Shared-memory multiprocessors feature parallelism and a steep cache hierarchy, two salient characteristics that distinguish them from the commodity processors of ten years ago. Both of these characteristics can be exploited effectively using the same general strategy: divide-and-conquer recursion. This talk overviews the Cilk multithreaded programming language being developed in the MIT Laboratory for Computer Science, which allows a programmer to exploit parallelism through divide-and-conquer. In addition, I show how divide-and-conquer allows caches to be used effectively.
In the first part of my talk, I introduce the Cilk programming language. Cilk minimally extends the C programming language to allow interactions among computational threads to be specified in a simple and highlevel fashion. Cilk’s provably efficient runtime system dynamically maps a user’s program onto available physical resources, freeing the programmer from concerns of communication protocols and load balancing. In addition, Cilk provides an abstract performance model that a programmer can use to predict the multiprocessor performance of his application from its execution on a single processor. Not only do Cilk programs scale up to run efficiently on multiple processors, but unlike existing parallel-programming environments, such as MPI and HPF, Cilk programs “scale down”: the efficiency of a Cilk program on one processor rivals that of a comparable C program. I illustrate Cilk programming through the example of divide-and-conquer matrix multiplication.

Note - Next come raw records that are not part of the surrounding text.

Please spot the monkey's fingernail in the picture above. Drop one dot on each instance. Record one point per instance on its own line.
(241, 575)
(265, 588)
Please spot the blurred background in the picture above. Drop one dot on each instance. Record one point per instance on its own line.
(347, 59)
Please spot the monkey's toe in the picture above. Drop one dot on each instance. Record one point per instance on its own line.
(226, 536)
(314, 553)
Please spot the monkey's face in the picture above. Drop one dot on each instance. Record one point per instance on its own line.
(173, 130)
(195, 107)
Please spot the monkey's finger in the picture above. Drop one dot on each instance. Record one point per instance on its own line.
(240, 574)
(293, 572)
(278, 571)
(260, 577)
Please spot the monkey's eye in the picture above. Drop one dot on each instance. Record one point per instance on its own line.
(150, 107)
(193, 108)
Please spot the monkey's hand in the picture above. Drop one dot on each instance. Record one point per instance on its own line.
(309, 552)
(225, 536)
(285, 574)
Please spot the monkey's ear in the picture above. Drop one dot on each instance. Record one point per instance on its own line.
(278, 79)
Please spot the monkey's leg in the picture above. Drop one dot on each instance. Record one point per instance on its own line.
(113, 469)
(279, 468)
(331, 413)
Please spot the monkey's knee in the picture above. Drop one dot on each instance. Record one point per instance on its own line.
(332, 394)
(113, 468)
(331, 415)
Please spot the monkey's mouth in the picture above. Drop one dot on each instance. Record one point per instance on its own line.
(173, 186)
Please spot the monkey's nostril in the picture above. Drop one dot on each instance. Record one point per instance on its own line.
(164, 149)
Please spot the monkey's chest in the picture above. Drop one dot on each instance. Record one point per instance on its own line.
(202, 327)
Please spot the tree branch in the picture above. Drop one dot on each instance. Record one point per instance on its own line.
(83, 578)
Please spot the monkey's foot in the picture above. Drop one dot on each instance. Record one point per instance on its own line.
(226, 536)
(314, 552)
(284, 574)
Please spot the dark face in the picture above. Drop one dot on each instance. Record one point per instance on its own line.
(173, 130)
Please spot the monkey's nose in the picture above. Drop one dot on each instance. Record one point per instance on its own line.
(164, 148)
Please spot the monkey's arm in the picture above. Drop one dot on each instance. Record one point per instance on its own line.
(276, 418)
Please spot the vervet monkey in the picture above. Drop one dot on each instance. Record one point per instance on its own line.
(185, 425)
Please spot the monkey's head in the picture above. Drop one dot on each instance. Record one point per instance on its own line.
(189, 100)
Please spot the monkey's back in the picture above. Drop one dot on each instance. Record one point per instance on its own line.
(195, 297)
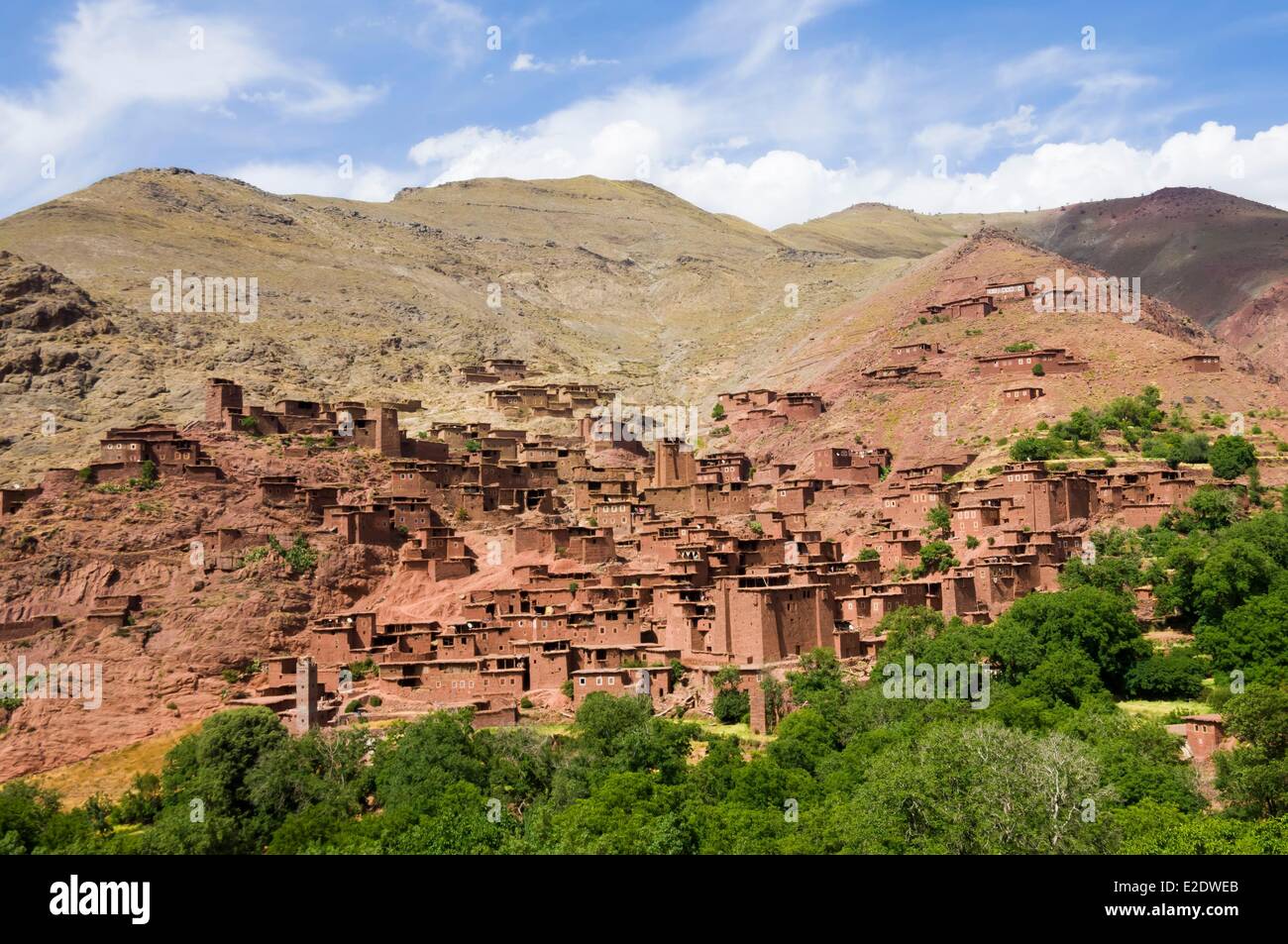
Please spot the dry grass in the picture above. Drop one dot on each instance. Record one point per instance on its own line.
(112, 772)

The second part of my talk presents a strategy for designing algorithms to exploit multiple levels of caching effectively. Unlike previous algorithms, these algorithms are “cache oblivious”: no variables dependent on hardware parameters, such as cache size and cache-line length, need to be tuned to achieve optimality. Nevertheless, I show that cache-oblivious algorithms can be developed that use an optimal amount of work and move data optimally among multiple levels of cache. Problems that can be solved efficiently by cache-oblivious algorithms include matrix multiplication, FFT, sorting, and matrix transpose, all of which are solved in a divide-and-conquer fashion.
Together, these two technologies provide a foundation for the design and analysis of efficient algorithms for shared-memory multiprocessors.